Dear Kaitlyn,
Thank you for taking the time to contact my office about Senator Franken's amendment to the FY2010 Defense Appropriations bill dealing with arbitration. Your input is important to me, and I appreciate the time you took to share your thoughts.
Senator Franken's amendment stemmed from a truly horrible crime committed against Jamie Leigh Jones, an employee of a company performing work in Iraq under a contract with the Defense Department. Please know, this amendment had no impact on law enforcement's ability to pursue criminal prosecution against anyone involved in committing these crimes, and dealt only with the agreements between employers and employees to resolve civil claims in arbitration rather than through litigation. What happened to Ms. Jones in this case is abhorrent and the culprits should be prosecuted to the fullest extent of the law.
Separate and apart then from any criminal prosecution, Ms. Jones filed several claims in court in a civil suit against the company. The company argued that Ms. Jones could not sue in court because the employee signed an arbitration agreement to bring any claims against her employer to arbitration instead of being tried in court. However, the court ruled in favor of Ms. Jones by nullifying the arbitration agreement as to her claims of (1) assault and battery, (2) intentional infliction of emotional distress arising out of the assault, (3) negligent hiring, retention, and supervision of employees involved in the assault, and (4) false imprisonment. The court therefore said that employers can not require that civil claims of sexual assault be resolved through arbitration and that employees like Ms. Jones retain the ability to sue in court.
The Franken amendment sought to codify this court ruling in favor of Ms. Jones by requiring that contractors with the Defense Department exclude those four claims from their employee contract arbitration agreements.
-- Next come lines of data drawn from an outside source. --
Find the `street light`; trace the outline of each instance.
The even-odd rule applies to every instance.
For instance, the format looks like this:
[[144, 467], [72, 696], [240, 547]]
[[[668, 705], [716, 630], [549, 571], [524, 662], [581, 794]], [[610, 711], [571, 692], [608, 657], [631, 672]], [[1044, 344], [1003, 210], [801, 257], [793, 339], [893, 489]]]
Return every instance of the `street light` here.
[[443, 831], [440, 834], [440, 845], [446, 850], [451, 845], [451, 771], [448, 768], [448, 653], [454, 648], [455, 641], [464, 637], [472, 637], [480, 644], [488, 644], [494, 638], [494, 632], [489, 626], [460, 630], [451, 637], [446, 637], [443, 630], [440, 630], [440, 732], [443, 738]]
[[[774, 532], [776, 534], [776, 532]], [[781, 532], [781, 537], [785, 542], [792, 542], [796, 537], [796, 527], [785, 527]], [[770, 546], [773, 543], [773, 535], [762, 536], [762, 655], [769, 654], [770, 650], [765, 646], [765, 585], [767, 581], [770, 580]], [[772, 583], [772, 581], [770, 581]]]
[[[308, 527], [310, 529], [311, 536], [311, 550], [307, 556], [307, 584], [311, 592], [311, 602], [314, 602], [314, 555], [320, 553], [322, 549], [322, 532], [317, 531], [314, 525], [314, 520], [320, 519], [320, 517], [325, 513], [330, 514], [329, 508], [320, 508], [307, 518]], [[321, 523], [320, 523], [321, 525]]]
However, this amendment went much further than the court ruling by also requiring the exclusion from arbitration agreements of many of the possible employment claims an employee can bring against an employer. First, it is important to note that the Obama Administration opposed the Franken amendment because of its broad application and the problems associated with enforcing it. Rather than a targeted attempt to prevent the types of obstacles that Ms. Jones faced when she fairly sought restitution for the horrific acts that occurred, this amendment went well beyond in an effort to make a sweeping change to existing law among issues that never impacted this employee and that the court never addressed in this case.
I agreed with the court ruling and believe that the civil claims arising out of the sexual assault should not be arbitrated. However, I believe the amendment was too expansive, and went well beyond the situation the amendment was trying to remedy. I believe that arbitration can provide employees with a more efficient and cost-effective avenue for resolving their claims against their employer and I do not believe it should be largely eliminated as an alternative to what is sometimes a very lengthy, contentious, and expensive court process.
Thank you again for your letter. I hope you will continue to share your thoughts with me.
Sincerely,
Bob Corker
United States Senator
The fact that both sent me quite similar letters tells me I'm not the only one to write them about their vote.
And I'm quite sad - where's the snail mail? You wanted my street address for a reason.